El pleno del Parlamento Europeo dio su visto bueno al acuerdo alcanzado el pasado junio entre los negociadores de las instituciones de la UE para establecer un marco común que asegure salarios mínimos dignos, con el objetivo de mejorar la prosperidad y la cohesión social en el bloque pero que, sin embargo, no supone fijar un umbral mínimo común para los Veintisiete.
Con las nuevas reglas, cada gobierno deberá evaluar si los salarios mínimos en su país son adecuados para garantizar un nivel de vida “digno”, atendiendo a criterios como las condiciones socioeconómicas, el poder adquisitivo o la evolución de los niveles de productividad a nivel nacional.

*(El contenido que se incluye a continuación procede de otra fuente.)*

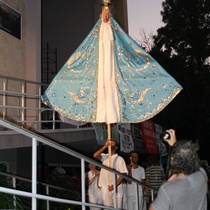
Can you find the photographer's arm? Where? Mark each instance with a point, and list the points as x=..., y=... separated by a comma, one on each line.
x=172, y=140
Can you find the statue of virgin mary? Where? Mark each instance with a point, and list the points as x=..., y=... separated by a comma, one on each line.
x=110, y=78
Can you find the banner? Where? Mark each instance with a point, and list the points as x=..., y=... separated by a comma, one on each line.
x=148, y=133
x=161, y=145
x=126, y=141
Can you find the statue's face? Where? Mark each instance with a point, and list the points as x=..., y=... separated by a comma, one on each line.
x=105, y=17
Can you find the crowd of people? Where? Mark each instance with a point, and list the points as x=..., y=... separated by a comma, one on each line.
x=186, y=188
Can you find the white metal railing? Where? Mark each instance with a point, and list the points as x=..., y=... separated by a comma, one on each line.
x=21, y=101
x=34, y=195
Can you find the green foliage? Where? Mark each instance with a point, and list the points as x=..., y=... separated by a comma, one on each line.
x=185, y=39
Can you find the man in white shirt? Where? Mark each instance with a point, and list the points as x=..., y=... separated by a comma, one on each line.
x=137, y=172
x=106, y=184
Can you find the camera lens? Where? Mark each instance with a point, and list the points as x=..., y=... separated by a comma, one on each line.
x=165, y=135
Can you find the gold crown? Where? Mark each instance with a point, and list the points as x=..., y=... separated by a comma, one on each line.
x=106, y=2
x=105, y=9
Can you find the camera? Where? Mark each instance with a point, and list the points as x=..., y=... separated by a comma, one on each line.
x=165, y=135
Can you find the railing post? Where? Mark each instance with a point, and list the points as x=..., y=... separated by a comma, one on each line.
x=34, y=173
x=47, y=192
x=4, y=98
x=23, y=104
x=14, y=186
x=40, y=110
x=83, y=182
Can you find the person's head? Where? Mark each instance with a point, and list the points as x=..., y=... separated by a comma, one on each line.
x=114, y=145
x=105, y=14
x=184, y=157
x=204, y=164
x=91, y=166
x=152, y=160
x=134, y=157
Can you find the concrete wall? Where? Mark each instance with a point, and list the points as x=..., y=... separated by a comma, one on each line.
x=21, y=58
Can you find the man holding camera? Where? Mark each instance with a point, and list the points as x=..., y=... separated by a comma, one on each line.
x=187, y=188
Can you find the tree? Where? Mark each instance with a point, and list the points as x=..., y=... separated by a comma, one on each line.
x=182, y=47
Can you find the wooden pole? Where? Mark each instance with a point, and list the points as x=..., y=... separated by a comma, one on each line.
x=110, y=162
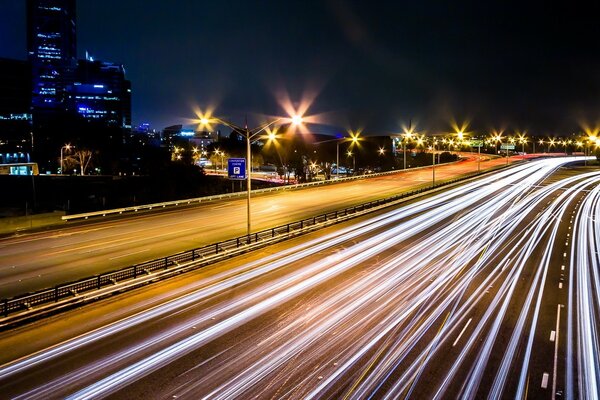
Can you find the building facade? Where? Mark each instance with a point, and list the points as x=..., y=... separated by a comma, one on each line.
x=100, y=93
x=15, y=107
x=52, y=50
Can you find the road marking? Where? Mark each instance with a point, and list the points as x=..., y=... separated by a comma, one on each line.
x=545, y=380
x=128, y=254
x=558, y=307
x=461, y=332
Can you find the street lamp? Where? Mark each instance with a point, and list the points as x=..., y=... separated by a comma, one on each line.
x=433, y=163
x=522, y=139
x=249, y=135
x=590, y=139
x=67, y=147
x=350, y=154
x=408, y=134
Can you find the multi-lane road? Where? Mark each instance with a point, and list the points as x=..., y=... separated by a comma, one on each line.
x=488, y=290
x=36, y=261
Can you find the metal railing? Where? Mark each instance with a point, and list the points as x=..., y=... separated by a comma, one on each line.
x=201, y=256
x=198, y=200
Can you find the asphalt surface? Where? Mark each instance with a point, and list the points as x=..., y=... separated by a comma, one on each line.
x=489, y=290
x=35, y=261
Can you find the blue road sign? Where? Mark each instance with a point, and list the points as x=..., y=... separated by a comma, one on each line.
x=236, y=168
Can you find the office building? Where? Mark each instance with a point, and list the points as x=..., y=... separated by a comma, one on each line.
x=99, y=93
x=15, y=107
x=52, y=51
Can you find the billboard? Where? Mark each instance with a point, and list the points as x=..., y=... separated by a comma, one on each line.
x=236, y=168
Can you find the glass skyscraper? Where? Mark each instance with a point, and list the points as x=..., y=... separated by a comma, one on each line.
x=52, y=50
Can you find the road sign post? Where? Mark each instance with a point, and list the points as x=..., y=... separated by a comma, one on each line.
x=236, y=168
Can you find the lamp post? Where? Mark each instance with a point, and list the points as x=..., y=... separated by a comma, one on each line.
x=249, y=135
x=433, y=163
x=591, y=139
x=354, y=139
x=407, y=136
x=67, y=147
x=350, y=154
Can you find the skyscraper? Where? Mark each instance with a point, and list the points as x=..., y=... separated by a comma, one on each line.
x=52, y=51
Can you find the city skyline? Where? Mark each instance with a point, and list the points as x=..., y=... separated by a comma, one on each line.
x=496, y=65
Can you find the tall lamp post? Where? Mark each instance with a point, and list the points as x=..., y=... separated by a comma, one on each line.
x=249, y=135
x=407, y=136
x=590, y=139
x=350, y=154
x=433, y=163
x=65, y=147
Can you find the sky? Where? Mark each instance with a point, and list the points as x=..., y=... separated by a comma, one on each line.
x=361, y=65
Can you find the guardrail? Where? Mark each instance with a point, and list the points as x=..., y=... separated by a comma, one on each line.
x=201, y=256
x=204, y=199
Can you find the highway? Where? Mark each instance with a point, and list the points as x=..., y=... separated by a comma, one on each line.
x=488, y=290
x=36, y=261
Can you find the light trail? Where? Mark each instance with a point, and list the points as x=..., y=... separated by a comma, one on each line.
x=472, y=262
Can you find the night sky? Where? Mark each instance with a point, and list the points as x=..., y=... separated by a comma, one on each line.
x=373, y=65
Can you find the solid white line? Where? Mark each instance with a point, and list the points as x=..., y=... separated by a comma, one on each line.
x=128, y=254
x=461, y=332
x=556, y=352
x=545, y=381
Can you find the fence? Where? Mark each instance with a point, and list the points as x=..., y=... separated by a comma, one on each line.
x=199, y=257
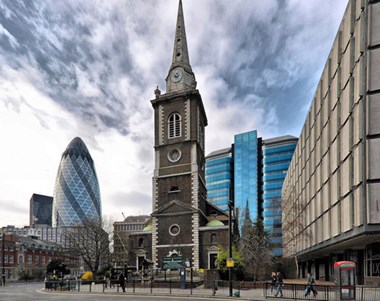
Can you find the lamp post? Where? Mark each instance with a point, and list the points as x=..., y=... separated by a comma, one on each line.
x=230, y=238
x=3, y=259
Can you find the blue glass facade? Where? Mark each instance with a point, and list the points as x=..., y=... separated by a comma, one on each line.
x=247, y=151
x=76, y=193
x=277, y=154
x=219, y=177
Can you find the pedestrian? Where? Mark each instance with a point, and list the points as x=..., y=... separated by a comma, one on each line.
x=310, y=285
x=122, y=282
x=273, y=281
x=279, y=284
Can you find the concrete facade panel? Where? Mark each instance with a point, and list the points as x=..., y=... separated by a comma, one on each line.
x=345, y=177
x=345, y=140
x=373, y=203
x=359, y=83
x=326, y=226
x=346, y=102
x=357, y=165
x=326, y=110
x=346, y=211
x=334, y=123
x=373, y=166
x=334, y=88
x=325, y=197
x=373, y=69
x=346, y=66
x=325, y=168
x=334, y=188
x=325, y=140
x=325, y=81
x=335, y=55
x=359, y=9
x=346, y=27
x=333, y=156
x=335, y=221
x=358, y=206
x=357, y=123
x=373, y=113
x=374, y=25
x=358, y=40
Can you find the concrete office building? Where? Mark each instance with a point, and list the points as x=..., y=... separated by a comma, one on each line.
x=331, y=208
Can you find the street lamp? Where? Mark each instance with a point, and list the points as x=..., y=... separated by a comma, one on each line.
x=3, y=258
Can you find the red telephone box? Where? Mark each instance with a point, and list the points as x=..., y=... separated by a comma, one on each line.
x=345, y=272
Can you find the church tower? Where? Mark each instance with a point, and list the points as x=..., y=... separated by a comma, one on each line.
x=179, y=186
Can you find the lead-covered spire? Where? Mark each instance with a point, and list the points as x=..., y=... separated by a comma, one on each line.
x=180, y=51
x=181, y=76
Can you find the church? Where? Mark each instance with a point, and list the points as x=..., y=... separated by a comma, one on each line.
x=184, y=227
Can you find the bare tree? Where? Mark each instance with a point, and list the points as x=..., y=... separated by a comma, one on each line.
x=121, y=243
x=254, y=244
x=91, y=243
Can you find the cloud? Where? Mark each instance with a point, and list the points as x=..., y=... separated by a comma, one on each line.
x=89, y=68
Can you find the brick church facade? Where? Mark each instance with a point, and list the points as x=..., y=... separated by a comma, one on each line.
x=183, y=224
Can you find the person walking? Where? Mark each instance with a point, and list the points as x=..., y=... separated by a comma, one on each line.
x=310, y=285
x=122, y=282
x=279, y=284
x=273, y=281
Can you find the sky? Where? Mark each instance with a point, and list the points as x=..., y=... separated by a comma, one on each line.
x=89, y=69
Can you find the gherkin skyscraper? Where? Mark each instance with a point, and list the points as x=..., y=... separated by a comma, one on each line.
x=76, y=192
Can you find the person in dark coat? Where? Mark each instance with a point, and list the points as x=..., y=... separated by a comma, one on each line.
x=273, y=281
x=279, y=284
x=310, y=285
x=122, y=282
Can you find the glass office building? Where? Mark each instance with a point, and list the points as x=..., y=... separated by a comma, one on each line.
x=247, y=171
x=219, y=177
x=277, y=154
x=76, y=193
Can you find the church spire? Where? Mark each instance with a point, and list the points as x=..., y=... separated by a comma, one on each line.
x=180, y=51
x=181, y=76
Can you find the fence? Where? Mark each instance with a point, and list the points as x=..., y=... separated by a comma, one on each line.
x=246, y=290
x=325, y=292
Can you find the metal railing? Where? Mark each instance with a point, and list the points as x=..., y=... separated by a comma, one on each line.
x=247, y=290
x=324, y=292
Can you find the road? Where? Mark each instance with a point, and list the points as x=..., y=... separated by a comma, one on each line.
x=33, y=291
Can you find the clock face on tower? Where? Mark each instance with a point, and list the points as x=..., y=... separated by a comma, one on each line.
x=176, y=75
x=174, y=155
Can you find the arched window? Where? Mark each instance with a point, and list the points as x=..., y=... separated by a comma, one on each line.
x=213, y=239
x=174, y=125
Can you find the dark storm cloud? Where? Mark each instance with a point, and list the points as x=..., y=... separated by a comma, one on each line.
x=57, y=40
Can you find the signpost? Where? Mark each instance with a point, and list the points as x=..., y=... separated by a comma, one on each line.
x=172, y=262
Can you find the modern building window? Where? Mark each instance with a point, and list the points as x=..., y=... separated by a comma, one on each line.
x=174, y=125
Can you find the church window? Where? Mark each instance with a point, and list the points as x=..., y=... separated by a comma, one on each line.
x=174, y=230
x=174, y=125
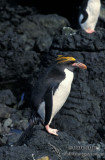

Los países de la UE en los que el salario mínimo esté protegido a nivel de convenios colectivos no estarán obligados a introducirlo ni hacer que dichos convenios sean de aplicación universal.
Los Estados miembro sí tendrán que fortalecer las negociaciones sectoriales e intersectoriales para proteger a los trabajadores asegurando un salario mínimo y, en aquellos países de la UE en donde menos del 80% de la plantilla esté amparada por un convenio colectivo, tendrán que crear y hacer público un plan de acción que aumente esta cobertura, implique a agentes sociales e informe a la Comisión Europea de las medidas adoptadas.
En todo caso, la fijación del salario mínimo seguirá siendo una competencia de los Estados miembro, que tendrán que asegurarse de que permita a los trabajadores llevar una vida digna, teniendo en cuenta el coste de la vida y el nivel salarial general.